Sim, você não leu errado. Ao invés de estatísticas, critérios técnicos ou opiniões de especialistas, a PEC 171/93 – de autoria do ex-deputado Benedito Domingos (PP-DF) –, a mais antiga a tramitar no Congresso Nacional para tratar da diminuição da maioridade penal no Brasil, se baseia na opinião do seu autor sobre o assunto e passagens bíblicas para ‘lhe dar sustentação’.

O trecho foi publicado no Diário do Congresso Nacional do dia 27 de outubro de 1993. Na página 23.063, consta o trecho bíblico mencionado acima.

Nas demais alegações de Benedito Domingos, está a crítica ao fato de que os jovens dos anos 40, inspiradores dos congressistas que definiram a idade de 18 anos como àquela da maioridade penal, eram bem diferentes daqueles de 1993.

“O noticiário da imprensa diariamente publica que a maioria dos crimes de assalto, de roubo, de assassinato e de latrocínio, são praticados por menores de dezoito anos, quase sempre, aliciados por adultos”, escreveu o ex-parlamentar, sem apresentar números para comprovar a sua tese – há dezenas hoje para desmentir esse raciocínio.

“O moço hoje entende perfeitamente o que faz e sabe o caminho que escolhe. Deve ser, portanto, responsabilizado por suas ações”, completou, esquecendo-se que o Estatuto da Criança e Adolescente (ECA) prevê punições a menores infratores, incluindo a internação – mais difícil seria explicar os motivos do Estado brasileiro não prover recuperação adequada em seu sistema prisional, seja para menores ou adultos.

Falando em Estado brasileiro, os artigos 5º e 19º da Constituição Federal falam na liberdade religiosa, o que é entendida por um ‘Estado laico’, não por não possuir nenhuma religião oficial, mas sim por aceitar todas as religiões e crenças. Antes disso, o decreto número 119-A, de 7 de janeiro de 1890, cujo autor foi Ruy Barbosa, já defendia o País como laico.

Ao que parece, o único ‘embasamento’ que os parlamentares de 2015 favoráveis à redução da maioridade penal no Brasil sabem lançar mão é o da ‘vontade popular’ – já comprovada em pesquisas. Ao comemorar a aprovação da CCJ ,o deputado federal Jair Bolsonaro (PP-RJ) precisou se retratar por usar uma foto da jovem Liana Friedenbach – algo de péssimo gosto -, assassinada no caso Champinha, em uma postagem na qual tentou aparecer como ‘pai da criança’ (autor da matéria).

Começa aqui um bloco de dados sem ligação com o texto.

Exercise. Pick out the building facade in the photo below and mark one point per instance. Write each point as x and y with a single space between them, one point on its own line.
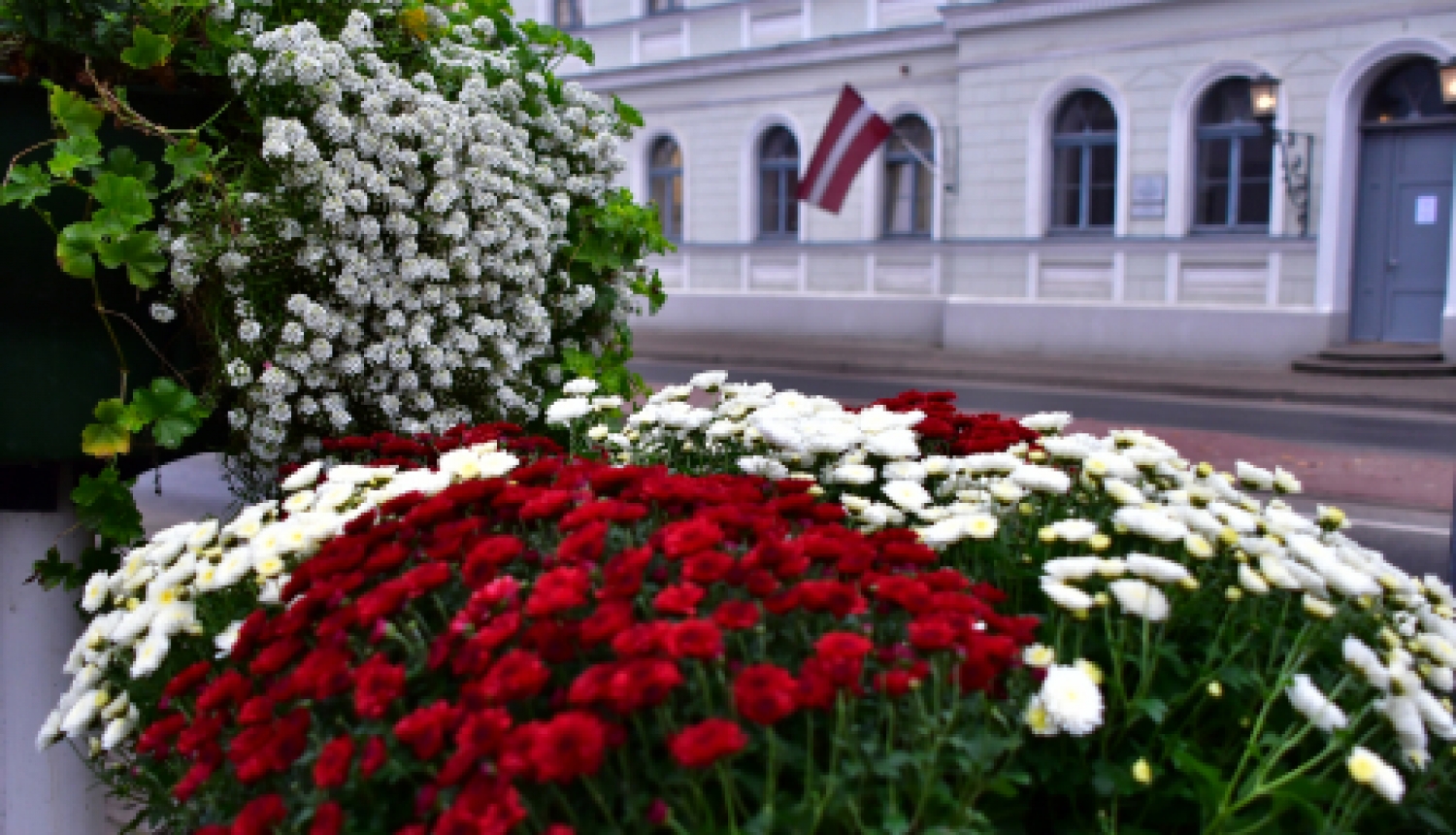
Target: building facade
1066 177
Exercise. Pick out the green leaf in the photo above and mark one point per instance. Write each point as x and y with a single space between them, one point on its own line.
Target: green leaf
73 113
122 162
26 184
172 411
148 49
140 252
105 505
188 159
125 195
79 150
75 250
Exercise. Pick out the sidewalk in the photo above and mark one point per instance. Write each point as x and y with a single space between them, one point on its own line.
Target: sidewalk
900 358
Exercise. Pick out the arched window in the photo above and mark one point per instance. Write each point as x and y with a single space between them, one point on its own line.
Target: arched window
1408 92
567 14
1235 162
1083 165
909 178
778 183
664 185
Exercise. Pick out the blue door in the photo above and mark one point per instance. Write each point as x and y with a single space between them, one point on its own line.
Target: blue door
1403 235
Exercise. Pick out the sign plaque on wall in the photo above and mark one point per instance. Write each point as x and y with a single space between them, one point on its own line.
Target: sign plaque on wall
1149 195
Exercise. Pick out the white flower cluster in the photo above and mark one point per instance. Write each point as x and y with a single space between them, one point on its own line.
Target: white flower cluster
418 223
153 596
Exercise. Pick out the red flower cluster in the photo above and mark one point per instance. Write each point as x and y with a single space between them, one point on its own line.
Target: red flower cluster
512 636
960 432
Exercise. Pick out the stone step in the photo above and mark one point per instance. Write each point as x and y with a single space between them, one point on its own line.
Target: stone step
1382 352
1319 364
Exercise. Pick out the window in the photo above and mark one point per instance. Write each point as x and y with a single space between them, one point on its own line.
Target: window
1083 165
567 14
664 185
1408 92
1235 162
909 178
778 184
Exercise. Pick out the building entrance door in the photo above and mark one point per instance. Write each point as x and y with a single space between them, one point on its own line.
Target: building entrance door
1403 235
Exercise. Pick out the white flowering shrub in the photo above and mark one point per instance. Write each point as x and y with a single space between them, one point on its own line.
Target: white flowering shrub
402 253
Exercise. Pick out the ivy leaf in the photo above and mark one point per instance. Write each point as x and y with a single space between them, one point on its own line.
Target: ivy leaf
148 49
105 505
626 113
172 411
125 195
139 250
122 162
188 159
79 150
111 433
25 185
75 247
73 113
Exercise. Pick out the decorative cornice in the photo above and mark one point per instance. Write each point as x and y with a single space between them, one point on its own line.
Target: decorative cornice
961 17
779 57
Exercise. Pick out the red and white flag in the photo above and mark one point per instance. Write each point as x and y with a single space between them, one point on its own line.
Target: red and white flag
853 133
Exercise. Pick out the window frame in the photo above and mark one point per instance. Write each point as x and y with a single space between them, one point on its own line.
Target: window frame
1237 134
785 178
667 172
919 178
1085 142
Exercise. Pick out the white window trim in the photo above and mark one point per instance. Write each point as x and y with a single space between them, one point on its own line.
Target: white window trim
643 165
1182 137
873 226
1039 150
748 174
1340 169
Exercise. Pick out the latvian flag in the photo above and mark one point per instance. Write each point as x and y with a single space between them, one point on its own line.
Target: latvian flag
852 134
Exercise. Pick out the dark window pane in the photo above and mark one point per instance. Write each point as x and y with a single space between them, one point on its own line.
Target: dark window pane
923 203
1255 156
791 204
1101 206
1068 177
1254 201
1104 165
769 203
1213 160
1226 104
1411 90
897 198
1086 111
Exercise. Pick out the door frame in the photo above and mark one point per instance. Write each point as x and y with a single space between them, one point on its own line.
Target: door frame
1365 131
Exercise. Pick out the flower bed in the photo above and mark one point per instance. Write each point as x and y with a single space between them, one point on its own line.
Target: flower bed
774 614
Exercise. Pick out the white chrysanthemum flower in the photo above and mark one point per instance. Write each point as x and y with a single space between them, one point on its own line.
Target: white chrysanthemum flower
1066 596
1072 700
1039 656
1042 479
226 639
906 494
708 381
303 477
1142 599
1310 701
1156 569
1368 768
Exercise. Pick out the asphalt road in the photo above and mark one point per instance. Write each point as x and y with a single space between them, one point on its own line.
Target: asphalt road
1415 540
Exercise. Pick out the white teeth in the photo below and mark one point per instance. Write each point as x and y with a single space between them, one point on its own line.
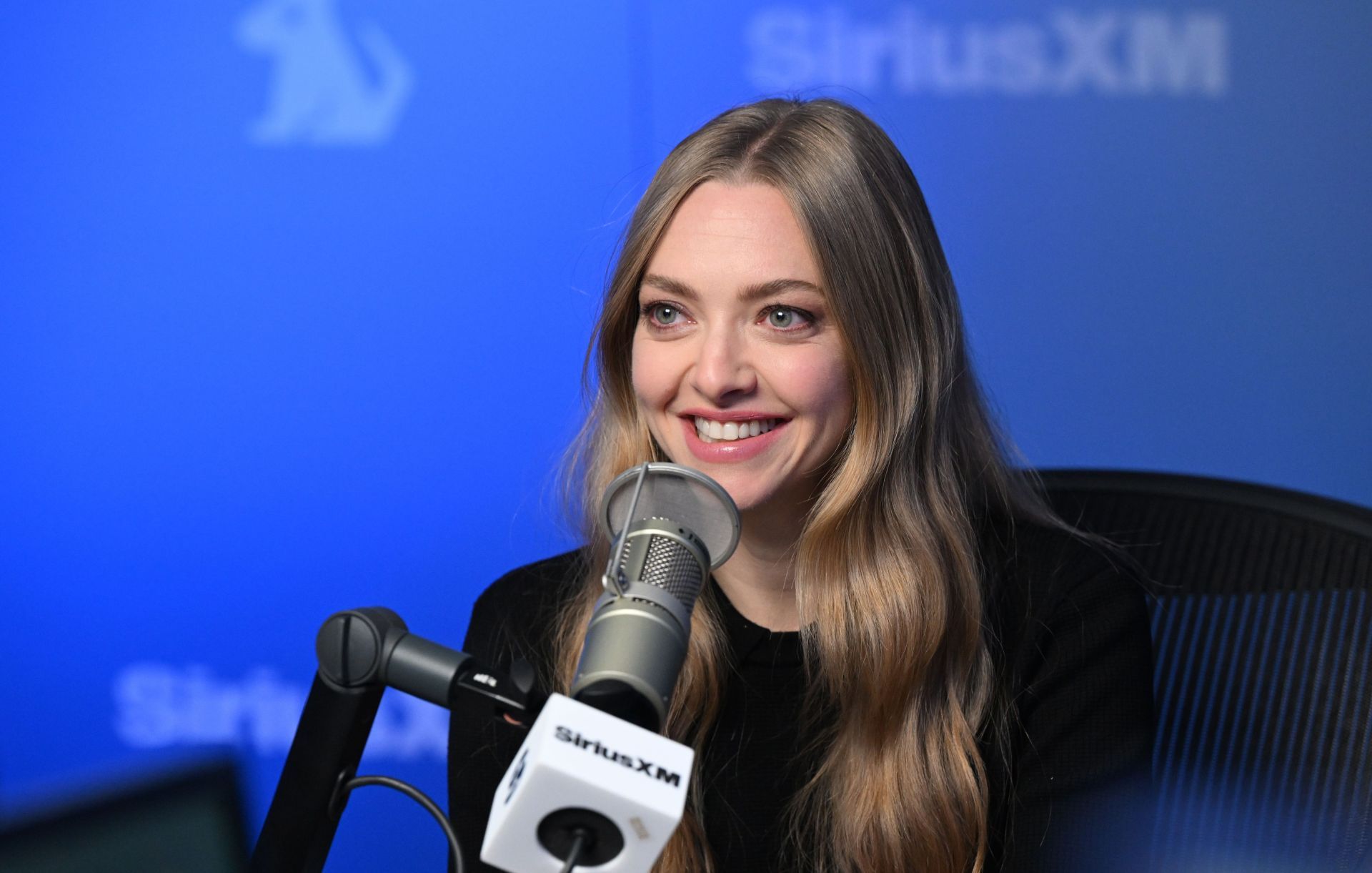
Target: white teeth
725 431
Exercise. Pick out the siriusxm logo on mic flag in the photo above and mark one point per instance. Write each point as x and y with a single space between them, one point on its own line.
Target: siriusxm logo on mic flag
640 765
581 761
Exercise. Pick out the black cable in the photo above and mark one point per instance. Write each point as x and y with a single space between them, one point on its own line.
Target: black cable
414 794
575 853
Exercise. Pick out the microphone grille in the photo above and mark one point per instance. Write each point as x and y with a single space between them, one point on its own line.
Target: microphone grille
670 566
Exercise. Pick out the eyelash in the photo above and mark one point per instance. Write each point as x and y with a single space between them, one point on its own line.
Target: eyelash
647 312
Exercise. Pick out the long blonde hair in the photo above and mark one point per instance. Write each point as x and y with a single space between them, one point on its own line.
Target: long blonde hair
888 581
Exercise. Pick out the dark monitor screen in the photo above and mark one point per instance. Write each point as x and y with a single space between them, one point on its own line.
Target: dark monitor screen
189 820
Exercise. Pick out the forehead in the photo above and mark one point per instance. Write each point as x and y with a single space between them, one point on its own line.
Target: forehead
726 237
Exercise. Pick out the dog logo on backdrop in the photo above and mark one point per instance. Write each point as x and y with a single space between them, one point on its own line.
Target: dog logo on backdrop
328 85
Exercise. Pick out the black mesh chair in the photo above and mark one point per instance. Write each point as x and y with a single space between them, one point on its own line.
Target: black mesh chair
1263 641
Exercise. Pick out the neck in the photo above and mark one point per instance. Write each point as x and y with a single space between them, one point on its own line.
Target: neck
759 578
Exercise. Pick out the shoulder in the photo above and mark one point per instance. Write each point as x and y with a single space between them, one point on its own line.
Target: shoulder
516 614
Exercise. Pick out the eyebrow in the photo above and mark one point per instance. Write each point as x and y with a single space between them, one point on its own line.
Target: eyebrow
750 294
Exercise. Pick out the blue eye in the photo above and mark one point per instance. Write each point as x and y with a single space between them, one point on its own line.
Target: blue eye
788 317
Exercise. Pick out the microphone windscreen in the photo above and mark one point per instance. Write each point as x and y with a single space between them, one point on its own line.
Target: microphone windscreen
682 495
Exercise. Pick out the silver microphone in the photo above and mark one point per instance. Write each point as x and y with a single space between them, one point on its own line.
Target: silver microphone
670 526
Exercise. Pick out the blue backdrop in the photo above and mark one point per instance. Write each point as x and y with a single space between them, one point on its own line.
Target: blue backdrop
295 294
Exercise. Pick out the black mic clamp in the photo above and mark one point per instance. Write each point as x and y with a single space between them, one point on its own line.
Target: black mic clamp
361 652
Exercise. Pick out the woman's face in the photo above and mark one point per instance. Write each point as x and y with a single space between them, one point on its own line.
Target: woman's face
738 365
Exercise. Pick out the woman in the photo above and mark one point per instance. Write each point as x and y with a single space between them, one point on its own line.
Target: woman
908 664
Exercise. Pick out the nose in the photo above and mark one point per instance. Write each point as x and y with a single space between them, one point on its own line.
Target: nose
723 370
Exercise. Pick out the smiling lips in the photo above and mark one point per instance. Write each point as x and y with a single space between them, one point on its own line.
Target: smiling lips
708 430
737 441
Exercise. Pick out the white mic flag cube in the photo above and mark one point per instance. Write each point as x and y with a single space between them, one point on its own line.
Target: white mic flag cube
582 769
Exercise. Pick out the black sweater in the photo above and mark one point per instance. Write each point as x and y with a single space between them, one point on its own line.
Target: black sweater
1068 788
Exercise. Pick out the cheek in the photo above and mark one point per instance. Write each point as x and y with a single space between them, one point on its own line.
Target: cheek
651 378
821 385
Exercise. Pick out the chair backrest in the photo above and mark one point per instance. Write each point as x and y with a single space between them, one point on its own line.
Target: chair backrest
1263 640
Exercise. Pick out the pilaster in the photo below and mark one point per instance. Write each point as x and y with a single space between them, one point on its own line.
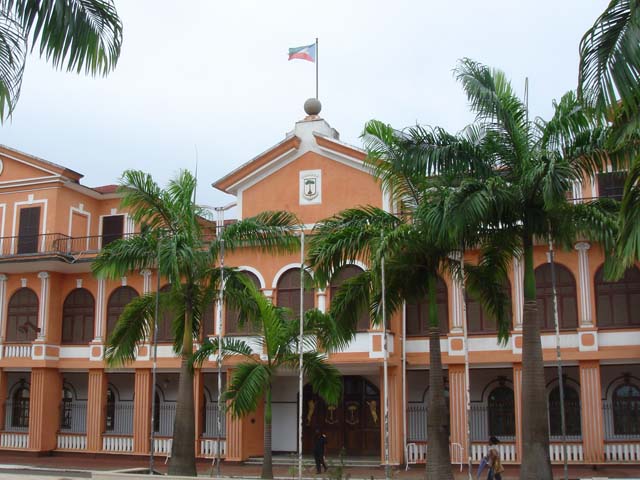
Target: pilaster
458 406
376 413
518 292
3 308
517 397
3 396
96 407
45 396
586 314
43 307
142 411
591 408
198 400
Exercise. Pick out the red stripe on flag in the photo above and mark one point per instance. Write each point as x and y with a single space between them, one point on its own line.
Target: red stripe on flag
301 56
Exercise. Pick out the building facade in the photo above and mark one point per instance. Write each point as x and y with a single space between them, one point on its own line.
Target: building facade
56 393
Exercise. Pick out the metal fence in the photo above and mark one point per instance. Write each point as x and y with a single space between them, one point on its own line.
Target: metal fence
609 424
211 423
73 417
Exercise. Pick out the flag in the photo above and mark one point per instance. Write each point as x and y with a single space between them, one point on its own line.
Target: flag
308 52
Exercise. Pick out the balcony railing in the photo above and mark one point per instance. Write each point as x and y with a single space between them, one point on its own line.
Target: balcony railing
53 244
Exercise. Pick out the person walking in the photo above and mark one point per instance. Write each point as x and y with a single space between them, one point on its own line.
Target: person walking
319 443
495 465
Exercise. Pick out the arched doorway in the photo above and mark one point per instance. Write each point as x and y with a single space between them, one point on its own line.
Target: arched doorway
353 424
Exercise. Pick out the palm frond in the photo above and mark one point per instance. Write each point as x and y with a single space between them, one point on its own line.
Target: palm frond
609 70
13 53
83 34
248 383
274 232
134 325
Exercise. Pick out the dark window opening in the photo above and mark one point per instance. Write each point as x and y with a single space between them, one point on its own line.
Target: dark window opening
288 292
22 316
28 230
232 316
346 272
502 418
78 313
571 412
112 229
418 312
611 185
566 295
626 410
618 303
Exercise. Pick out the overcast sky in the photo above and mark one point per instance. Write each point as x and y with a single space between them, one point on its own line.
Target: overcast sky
214 75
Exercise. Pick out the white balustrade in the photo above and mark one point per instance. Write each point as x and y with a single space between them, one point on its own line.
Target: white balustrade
162 445
209 447
113 443
574 452
17 351
14 440
72 442
622 452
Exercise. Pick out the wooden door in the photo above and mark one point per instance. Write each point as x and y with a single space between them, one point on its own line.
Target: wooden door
28 230
352 424
112 229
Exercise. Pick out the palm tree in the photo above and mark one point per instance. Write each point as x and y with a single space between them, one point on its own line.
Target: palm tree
73 34
417 245
609 79
516 175
174 240
278 340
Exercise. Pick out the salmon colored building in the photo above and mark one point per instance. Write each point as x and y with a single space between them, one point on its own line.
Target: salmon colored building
57 394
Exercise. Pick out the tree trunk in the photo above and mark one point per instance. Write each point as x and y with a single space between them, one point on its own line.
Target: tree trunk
183 448
438 455
267 464
535 464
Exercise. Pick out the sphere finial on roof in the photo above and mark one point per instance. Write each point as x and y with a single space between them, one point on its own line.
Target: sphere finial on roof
312 106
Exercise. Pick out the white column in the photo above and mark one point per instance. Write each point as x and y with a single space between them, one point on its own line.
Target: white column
322 300
585 284
44 304
146 283
3 305
100 310
518 301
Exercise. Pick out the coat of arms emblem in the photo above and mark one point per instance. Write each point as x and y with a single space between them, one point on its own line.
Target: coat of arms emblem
310 185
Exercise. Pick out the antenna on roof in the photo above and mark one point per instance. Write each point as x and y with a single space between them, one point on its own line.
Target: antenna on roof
196 187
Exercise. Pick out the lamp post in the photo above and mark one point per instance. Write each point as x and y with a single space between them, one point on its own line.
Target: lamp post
558 358
155 366
219 233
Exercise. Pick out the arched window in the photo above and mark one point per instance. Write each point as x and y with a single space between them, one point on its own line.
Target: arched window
566 295
165 333
418 312
110 417
346 272
232 316
502 418
118 300
66 409
571 411
22 316
478 319
626 410
20 408
288 293
78 313
156 413
618 303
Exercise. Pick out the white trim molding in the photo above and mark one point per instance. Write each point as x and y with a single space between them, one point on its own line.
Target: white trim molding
586 319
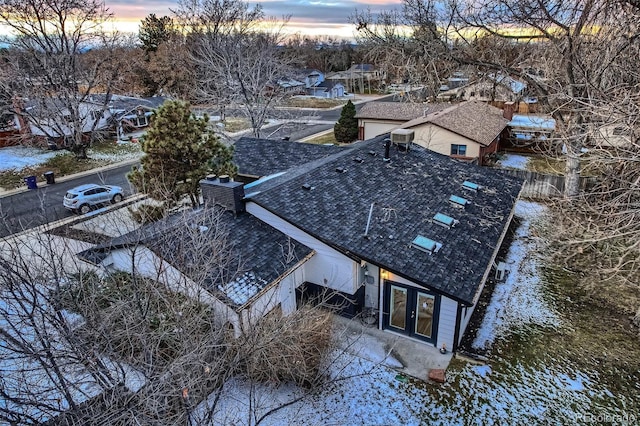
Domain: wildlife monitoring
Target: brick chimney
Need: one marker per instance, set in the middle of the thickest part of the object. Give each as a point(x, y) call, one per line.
point(508, 109)
point(223, 192)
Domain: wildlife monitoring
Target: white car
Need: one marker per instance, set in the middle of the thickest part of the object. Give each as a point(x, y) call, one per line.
point(82, 198)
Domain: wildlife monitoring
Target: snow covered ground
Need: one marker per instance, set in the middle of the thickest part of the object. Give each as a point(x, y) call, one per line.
point(518, 300)
point(503, 392)
point(513, 161)
point(19, 157)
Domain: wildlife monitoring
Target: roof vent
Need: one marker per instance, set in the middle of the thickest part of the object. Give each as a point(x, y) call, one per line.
point(470, 185)
point(402, 138)
point(425, 244)
point(458, 201)
point(444, 220)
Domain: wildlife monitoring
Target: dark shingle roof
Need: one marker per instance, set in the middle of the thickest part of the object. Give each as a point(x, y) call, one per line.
point(399, 111)
point(263, 157)
point(192, 242)
point(407, 192)
point(474, 120)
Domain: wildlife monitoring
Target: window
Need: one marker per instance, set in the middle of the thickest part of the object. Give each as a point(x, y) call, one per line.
point(460, 150)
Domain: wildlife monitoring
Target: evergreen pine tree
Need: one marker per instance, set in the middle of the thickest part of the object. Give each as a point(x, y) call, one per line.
point(179, 152)
point(346, 129)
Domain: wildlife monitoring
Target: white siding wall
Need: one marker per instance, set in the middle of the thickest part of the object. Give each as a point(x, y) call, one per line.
point(327, 267)
point(465, 320)
point(446, 318)
point(440, 140)
point(447, 324)
point(372, 291)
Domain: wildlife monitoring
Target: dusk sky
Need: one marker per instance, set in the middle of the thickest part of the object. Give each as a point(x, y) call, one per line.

Uma comissão especial será instituída na semana que vem na Câmara, já informou presidente Eduardo Cunha (PMDB-RJ) – este um conservador que defende várias posições por suas crenças religiosas, e não técnicas. Se aprovada, a proposta vai para duas votações no plenário, seguindo para o Senado em seguida. A tendência é que o caso acabe no Superior Tribunal Federal (STF), de um jeito ou de outro.